O PS, talvez por isso, deu um passo em frente: quando António Costa desafiou Seguro, há dois anos, o então secretário-geral socialista abriu a eleição a simpatizantes do partido (para além dos militantes). Na altura escreveu-se que essas primárias tinham sido um sucesso, um reforço de legitimidade. E até que tinha sido um empurrão para o vencedor, António Costa, ganhar as legislativas seguintes. Resultado: perdeu-as. E só chegou ao Governo usando a maioria de esquerda, num passo democraticamente previsto, mas nunca antes usado.
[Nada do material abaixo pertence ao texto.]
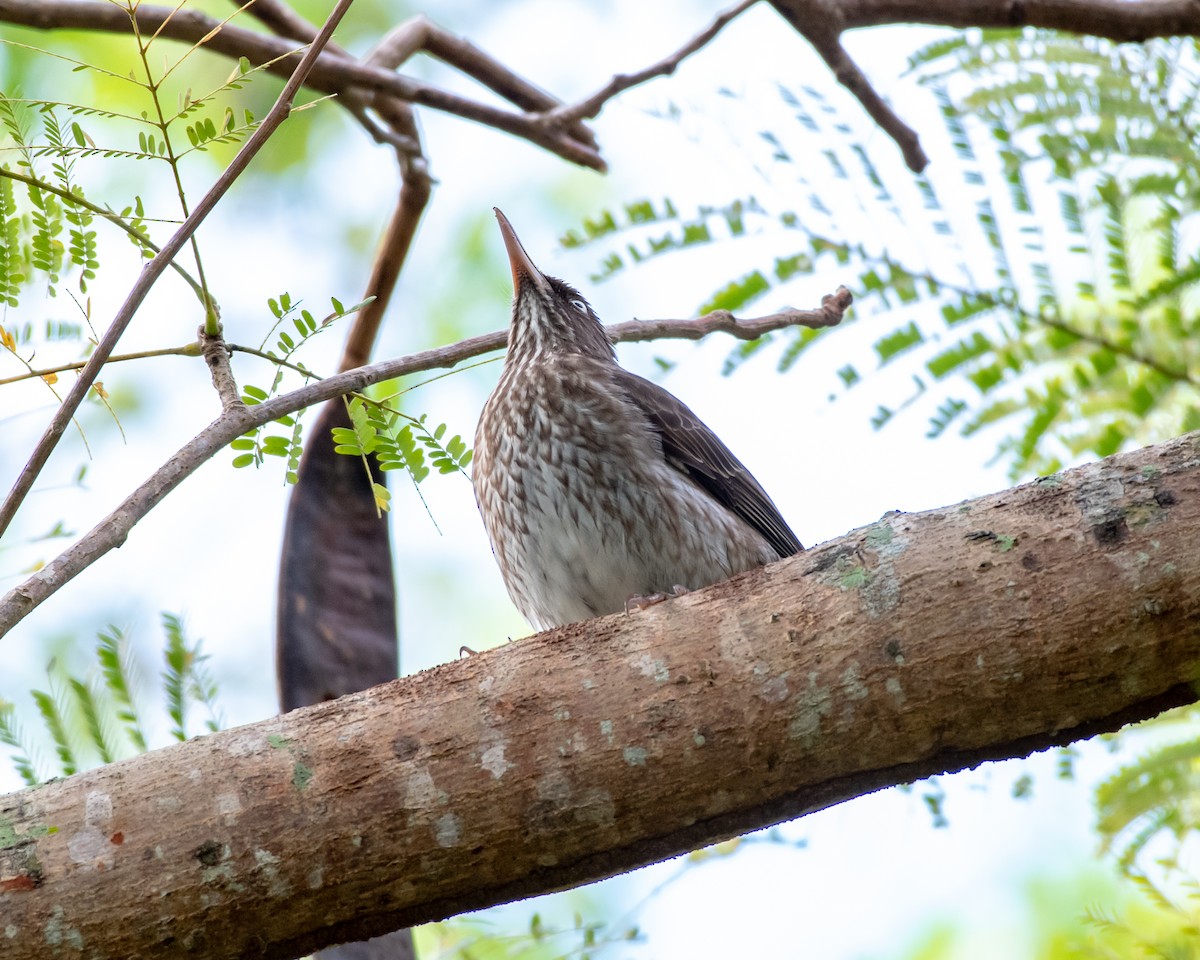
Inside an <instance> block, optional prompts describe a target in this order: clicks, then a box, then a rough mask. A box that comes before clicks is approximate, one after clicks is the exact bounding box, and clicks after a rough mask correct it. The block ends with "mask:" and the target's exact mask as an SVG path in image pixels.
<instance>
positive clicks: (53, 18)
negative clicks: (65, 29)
mask: <svg viewBox="0 0 1200 960" xmlns="http://www.w3.org/2000/svg"><path fill="white" fill-rule="evenodd" d="M136 17H137V23H138V29H139V30H142V31H143V32H145V34H150V32H154V34H157V35H158V36H162V37H166V38H169V40H179V41H185V42H188V43H196V42H198V41H200V40H203V41H204V49H205V50H209V52H211V53H218V54H222V55H224V56H229V58H232V59H235V60H236V59H239V58H241V56H245V58H246V59H247V60H250V61H251V62H252V64H254V65H256V66H260V65H264V64H268V62H270V66H269V67H268V68H269V71H270V72H271V73H276V74H280V76H283V77H287V76H290V70H292V66H293V65H294V64H295V62H296V60H298V59H299V55H298V54H296V52H295V49H294V46H293V43H292V42H290V41H288V40H283V38H280V37H274V36H266V35H264V34H259V32H256V31H253V30H246V29H242V28H239V26H233V25H232V24H227V25H222V23H221V20H217V19H215V18H212V17H209V16H206V14H204V13H202V12H199V11H197V10H191V8H188V10H180V11H178V12H176V11H175V10H173V8H169V7H156V6H150V5H148V4H140V5H138V7H137V10H136ZM0 22H8V23H17V24H23V25H25V26H34V28H37V29H42V30H50V29H76V30H101V31H106V32H118V34H127V32H128V31H130V22H128V16H127V14H126V12H125V10H124V8H122V7H118V6H114V5H112V4H107V2H98V0H0ZM306 85H307V86H308V88H310V89H312V90H320V91H323V92H326V94H350V98H352V101H355V102H362V101H364V98H366V100H367V101H371V102H373V104H376V106H377V104H378V101H379V100H380V98H383V100H386V98H394V100H397V98H398V100H401V101H407V102H409V103H416V104H422V106H426V107H432V108H433V109H438V110H443V112H444V113H449V114H452V115H455V116H462V118H463V119H467V120H474V121H476V122H479V124H484V125H485V126H491V127H494V128H496V130H500V131H504V132H505V133H511V134H512V136H515V137H521V138H523V139H526V140H529V142H530V143H534V144H536V145H538V146H541V148H544V149H545V150H548V151H550V152H552V154H556V155H557V156H560V157H563V158H564V160H568V161H570V162H571V163H578V164H580V166H583V167H590V168H592V169H595V170H600V172H604V170H605V169H606V166H605V162H604V158H602V157H601V156H600V154H599V151H598V150H596V149H595V145H594V144H595V142H594V138H593V137H592V134H590V133H589V134H588V136H587V138H584V139H576V138H575V137H572V136H571V134H570V130H566V131H548V130H547V128H546V126H545V125H544V124H541V122H539V120H538V118H536V116H534V115H526V114H520V113H512V112H511V110H504V109H498V108H496V107H492V106H490V104H485V103H478V102H475V101H473V100H468V98H467V97H461V96H457V95H456V94H451V92H449V91H446V90H442V89H439V88H436V86H430V85H428V84H424V83H420V82H419V80H414V79H412V78H409V77H402V76H400V74H397V73H394V72H391V71H389V70H383V68H380V67H374V66H367V65H364V64H360V62H358V61H356V60H354V59H353V58H349V56H344V55H340V54H336V53H329V52H325V53H324V54H323V55H322V56H319V58H318V59H317V62H316V64H314V66H313V67H312V71H311V73H310V74H308V78H307V82H306ZM544 96H547V95H544ZM540 106H541V107H542V108H545V107H546V106H557V104H556V103H554V101H551V103H550V104H545V103H544V104H540Z"/></svg>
Lá por fora foi até pior: em França, François Hollande foi eleito em primárias também, chegou ao Governo — e acabou com a mais baixa popularidade da história. O seu sucessor? Eleito em primárias, teve o pior resultado da história dos socialistas franceses. À direita, igual: François Fillon foi simplesmente uma catástrofe. Já em Espanha, as primárias deram a Pedro Sanchéz o PSOE e uma derrota contra Rajoy. E na América, já agora recordo-o, as primárias republicanas elegeram... Donald Trump.
Tudo isto para dizer que se percebe bem que, no PSD, os “barões”, figuras importantes do partido, sugiram agora um regresso aos congressos que elegiam o líder. Aqueles que deixavam meio país preso aos argumentos do púlpito, mesmo sabendo que havia muitas manobras atrás do pano. Hoje, como sabemos que as directas não resolveram nada e que as primárias também não, esta é provavelmente uma boa ideia — se isso nos devolver mais peso aos argumentos, aos projectos e à renovação dos partidos. O CDS já o fez, discreta mas tranquilamente. Terão os restantes líderes a confiança para as discutir?